The goal of the function is to identify a GPU (VGA) device that only
supports PM reset and return -EINVAL to indicate we can't do a function
level reset.  Any other case returns -ENOTTY to indicate we don't handle
the device, try something else.  This function therefore never returns 0
because it doesn't provide a reset mechanism of its own.  It only blocks
the known useless reset or defers to a standard reset.  Anything that's
not a class VGA display drops out through the first -ENOTTY path.  I
think it's doing what I intend, but maybe you're still spotting
something wrong with my methodology.  Thanks,

Alex

--
To unsubscribe from this list: send the line "unsubscribe linux-pci" in
the body of a message to majordomo@vger.kernel.org
More majordomo info at  http://vger.kernel.org/majordomo-info.html
Bjorn Helgaas July 23, 2014, 1:49 a.m.
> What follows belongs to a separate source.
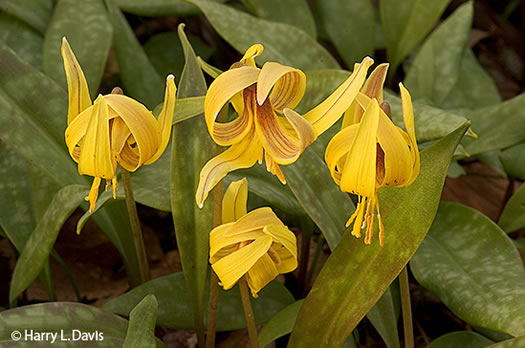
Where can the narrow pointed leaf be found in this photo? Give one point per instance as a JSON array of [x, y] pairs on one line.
[[85, 25], [141, 328], [36, 250], [139, 78], [281, 41], [191, 148], [436, 67], [175, 309], [346, 288], [472, 266]]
UTC | #5
On Tue, Jul 22, 2014 at 06:22:03PM -0600, Alex Williamson wrote:
> On Tue, 2014-07-22 at 15:52 -0600, Bjorn Helgaas wrote:
> > On Tue, Jul 22, 2014 at 02:23:27PM -0600, Alex Williamson wrote:
> > > On Tue, 2014-07-22 at 13:55 -0600, Bjorn Helgaas wrote:
> > > > On Wed, Jul 16, 2014 at 01:14:08PM -0600, Alex Williamson wrote:
> > > > > There are numerous ATI/AMD GPUs available that report that they
> > > > > support a PM reset (NoSoftRst-) but for which such a reset has no
> > > > > apparent effect on the device.  These devices continue to display the
> > > > > same framebuffer across PM reset and the fan speed remains constant,
> > > > > while a proper bus reset causes the display to lose sync and the fan
> > > > > to reset to high speed.  Create a device specific reset for ATI vendor
> > > > > devices that tries to catch these devices and report that
> > > > > pci_reset_function() is not supported.
> > > > > 
> > > > > Signed-off-by: Alex Williamson <alex.williamson@redhat.com>
> > > > > ---
> > > > > 
> > > > > This patch makes the series "vfio-pci: Reset improvements" far more
> > > > > useful for users with one of these GPUs.  If pci_reset_function()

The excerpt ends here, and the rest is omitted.